I giovani italiani continuano a volgere lo sguardo oltreconfine per cercare un futuro lavorativo quanto meno decente per il post-laurea.
Una tendenza che sta crescendo a dismisura col passare degli anni, almeno a stare a una fotografia scattata dalla Corte dei conti, che tocca anche il tasto dolente dello scarso numero di laureati nel nostro Paese, una sorta di loop impazzito se è vero che molti giovani preferiscono non portare a compimento gli studi universitari per le scarse possibilità di un approdo lavorativo. Colpa anche, fanno sapere i magistrati contabili nel loro “Rapporto sul sistema universitario 2021”, di “persistenti difficoltà di entrata nel mercato del lavoro”, ma anche del fatto “che la laurea non offre, come in area Ocse, possibilità d’impiego maggiori rispetto a quelle di chi ha un livello di istruzione inferiore”. Risultato: i nostri neo-laureati continuano a lasciare l’Italia, una quantità enorme, cresciuta del 41,8 per cento rispetto al 2013.
Per capire l’entità della disfatta italiana su questo fronte è importante sapere che lo studio della Corte dei conti ha analizzato ad ampio spettro la vicenda, avendo approfondito aspetti come il finanziamento, la composizione, le modalità di erogazione della didattica, l’offerta formativa e il ranking delle università italiane (98 atenei di cui 67 statali, che comprendono 3 Scuole Superiori e 3 Istituti di alta formazione, nonché 31 Università non statali, di cui 11 telematiche).

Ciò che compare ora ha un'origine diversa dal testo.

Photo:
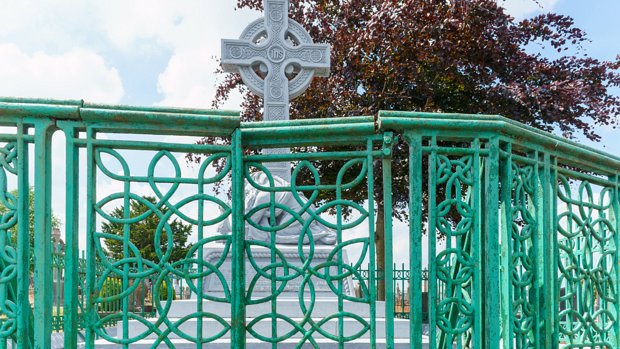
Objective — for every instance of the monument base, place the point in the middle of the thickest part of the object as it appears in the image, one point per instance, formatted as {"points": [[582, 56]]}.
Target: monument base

Il tutto non senza segnalare che l’Anvur, l’Agenzia Nazionale di Valutazione del Sistema Universitario e della Ricerca, ha fatto emergere giudizi di qualità elevati in prevalenza per le università del Nord del Paese rispetto a quelle del Sud e criticità per quelle telematiche. Sul fronte dell’abbandono dell’istruzione universitaria dei giovani provenienti da famiglie con redditi bassi, la Corte dei conti punta il dito su “fattori culturali e sociali” ma anche al fatto che “la spesa per gli studi ‘terziari’, caratterizzata da tasse di iscrizione più elevate rispetto a molti altri Paesi europei, grava quasi per intero sulle famiglie, vista la carenza delle forme di esonero dalle tasse o di prestiti o, comunque, di aiuto economico per gli studenti meritevoli meno abbienti”.
Per questa ragione i magistrati contabili suggeriscono di mettere mano quanto prima a “un’opera di aggiornamento e completamento dell’attuale normativa per dare piena attuazione alla disciplina del diritto allo studio con la definizione dei livelli essenziali delle prestazioni (Lep) e l’attivazione degli strumenti per l’incentivazione e la valorizzazione del merito studentesco”.
Tra il tanto che non funziona il rapporto evidenzia “criticità” anche nell’ambito della ricerca scientifica, con particolare attenzione a quella degli atenei: “nel periodo 2016-2019 l’investimento pubblico nella ricerca appare ancora sotto la media europea”, mentre le attività di programmazione, finanziamento ed esecuzione delle ricerche si caratterizzano “per la complessità delle procedure seguite, la duplicazione di organismi di supporto, nonché per una non sufficiente chiarezza sui criteri di nomina dei rappresentanti accademici, tenuto conto della garanzia costituzionale di autonomia e indipendenza di cui all’art. 33 della Costituzione”.
Giudizio negativo (“ancora poco sviluppati”) anche sui programmi di istruzione e formazione professionale, sulle lauree professionalizzanti in edilizia e ambiente, energia e trasporti e ingegneria. Infine una bordata finale: “mancano i laureati in discipline Stem (scienze, tecnologia, ingegneria e matematica) e questo incide negativamente sul tasso di occupazione”.